Penn Medicine and Wistar Awarded $11.7 Million Melanoma Research Grant from the National Cancer Institute

 Penn Medicine and The Wistar Institute have been awarded a prestigious $11.7 million Specialized Programs of Research Excellence, or SPORE, grant from the National Cancer Institute. The five-year award will fund three new melanoma research projects that translate fundamental laboratory discoveries made in the Perelman School of Medicine at the University of Pennsylvania and The Wistar Institute into new therapeutics to treat skins cancers.

The grant also includes a career enhancement program focused on training and retaining underrepresented minorities in skin cancer research, and a pilot award program that will expand research into non-melanoma skin cancer.

The SPORE team at Penn and Wistar will carry on a long tradition of developing new treatments for skin cancer with the grant, which follows a previous SPORE grant awarded to the institutions in 2014. With extensive support from the Abramson Cancer Center (ACC) and the Tara Miller Melanoma Research Center, the team developed new expertise and resources, including a tissue specimen core with more than 11,000 banked specimens, that helped secure the new SPORE grant.

Ravi K. Amaravadi, MD, an associate professor of Hematology-Oncology in Penn’s Perelman School of Medicine and the co-leader of the Cancer Therapeutics Program in the ACC, and Meenhard Herlyn, DVM, DSc, director of Wistar’s Melanoma Research Center and professor in the Molecular & Cellular Oncogenesis Program in Wistar’s Cancer Center, will serve as the co-directors of the SPORE.

“Our longstanding team approach to science and new therapies has been recognized by the NCI once again with this new SPORE grant.

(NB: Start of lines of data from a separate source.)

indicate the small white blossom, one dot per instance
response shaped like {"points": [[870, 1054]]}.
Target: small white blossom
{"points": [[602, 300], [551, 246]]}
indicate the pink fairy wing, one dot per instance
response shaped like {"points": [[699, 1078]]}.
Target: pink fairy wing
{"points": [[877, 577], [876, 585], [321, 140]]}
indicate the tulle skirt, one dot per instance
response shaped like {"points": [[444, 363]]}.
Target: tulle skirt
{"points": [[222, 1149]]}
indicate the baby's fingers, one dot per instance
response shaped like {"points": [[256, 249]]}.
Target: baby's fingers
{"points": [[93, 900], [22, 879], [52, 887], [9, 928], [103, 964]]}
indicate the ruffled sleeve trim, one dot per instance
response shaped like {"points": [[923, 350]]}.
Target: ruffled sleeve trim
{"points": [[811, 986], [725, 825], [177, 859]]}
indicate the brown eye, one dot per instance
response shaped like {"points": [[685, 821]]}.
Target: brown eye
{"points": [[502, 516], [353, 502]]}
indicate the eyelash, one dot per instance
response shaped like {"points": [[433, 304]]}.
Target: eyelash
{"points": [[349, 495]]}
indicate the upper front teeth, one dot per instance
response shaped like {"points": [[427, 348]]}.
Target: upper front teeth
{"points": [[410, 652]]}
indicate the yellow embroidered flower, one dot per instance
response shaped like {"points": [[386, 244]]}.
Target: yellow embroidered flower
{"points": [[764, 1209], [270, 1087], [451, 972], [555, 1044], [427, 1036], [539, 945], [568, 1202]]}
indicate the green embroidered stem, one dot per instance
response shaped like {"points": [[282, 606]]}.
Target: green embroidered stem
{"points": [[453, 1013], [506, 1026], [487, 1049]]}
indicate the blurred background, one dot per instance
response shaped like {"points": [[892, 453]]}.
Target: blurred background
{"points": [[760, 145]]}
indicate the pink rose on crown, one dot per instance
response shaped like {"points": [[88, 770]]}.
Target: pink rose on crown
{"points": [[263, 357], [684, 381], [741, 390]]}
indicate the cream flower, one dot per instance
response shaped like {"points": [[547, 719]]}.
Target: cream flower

We can now expand on this collaboration—which has already led to important developments in melanoma,” Amaravadi said. “From new fundamental insights about how skin cancer escapes treatments to new treatment options for patients, these projects—and the people leading them—are at the cutting edge of translational medicine, and are entirely focused on improving the health of our patients.” 

“Despite dramatic improvement brought about by immunotherapy, we still have major challenges for the majority of patients and new approaches are urgently needed,” Herlyn said. “Building on major breakthroughs by our team, we are poised to address crucial unanswered questions to improve immunotherapy response and identify new biomarkers to inform patient management and reduce therapy toxicity.”

Melanoma is the deadliest form of skin cancer and the fifth deadliest form of cancer, overall. According to NCI statistics, more than 100,000 new cases of melanoma will occur in 2021 in the U.S. alone. The incidence of melanoma and other skin cancers, such as Merkel cell carcinoma and squamous cell carcinoma, are rising both nationally and regionally. If caught early, skin cancer is considered treatable; however, when these cancers metastasize, they are especially deadly.